“But I will give away my own.
Lord, Lord, wilt Thou not see?
Let Thou her road to Paradise
This way be eased by me.”
All night alone by brier and stone
I ran that road unshod,
So I might know instead of her
The pains that lead to God.
When next she came for a brief space
She tarried at my side,
So happy was she in that place,
So glad that she had died.
“The last night that I roamed,” she said,
“Some one had gone before.
I followed where those feet had led,
And found it rough no more.
“And then I came to a good place,
So kind, so dear are they
I may not come again,” and so
She smiled and went away.
Dear Christ, Who died to save us all,
Who trod the ways so cold and wild,
The love of Mary in thy heart
Did let me ease my child.
She may not leave the place of bliss,
I may not touch her hands and hair,
But every night I touch and kiss
The shoes she used to wear.
THE OPEN DOOR: ROSAMUND MARRIOTT WATSON
O listen for her step when the fire burns hollow
When the low fire whispers and the white
ash sinks,
When all about the chamber shadows troop and follow
As drowsier yet the hearth’s red
watchlight blinks.
While bare black night through empty casements staring
Waits to storm the wainscot till the fire
lies dead,
Fast along the snowbound waste little feet are faring—
Hush and listen—listen—but
never turn your head.
Leave the door upon the latch—she could
never reach it—
You would hear her crying, crying there
till break of day,
Out on the cold moor ’mid the snows that bleach
it,
Weeping as once in the long years past
away.
Lean deeper in the settle-corner lest she find you—
Find and grow fearsome, too afraid to
stay:
Do you hear the hinge of the oaken press behind you?

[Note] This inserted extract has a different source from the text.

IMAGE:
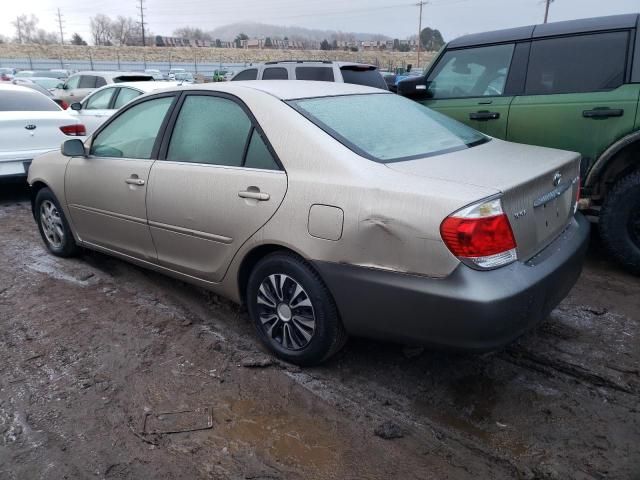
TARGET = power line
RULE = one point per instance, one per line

There all her toys were kept, there she
used to play.
Do you hear the light, light foot, the faint sweet
laughter
Happy stir and murmur of a child that
plays:
Slowly the darkness creeps up from floor to rafter,
Slowly the fallen snow covers all the
ways.
Falls as it once fell on a tide past over,
Golden the hearth glowed then, bright
the windows shone;
And still, she comes through the sullen drifts above
her
Home to the cold hearth though all the
lights are gone.
Far or near no one knew—none would now
remember
Where she wandered no one knew—none
will ever know;
Somewhere Spring must give her flowers, somewhere
white December
Calls her from the moorland to her playthings
through the snow.
MY LADDIE’S HOUNDS: MARGUERITE ELIZABETH EASTER
They are my laddie’s hounds
That rin the wood at brak o’ day.
Wha is it taks them hence? Can ony say
Wha is it taks my laddie’s hounds
At
brak o’ day?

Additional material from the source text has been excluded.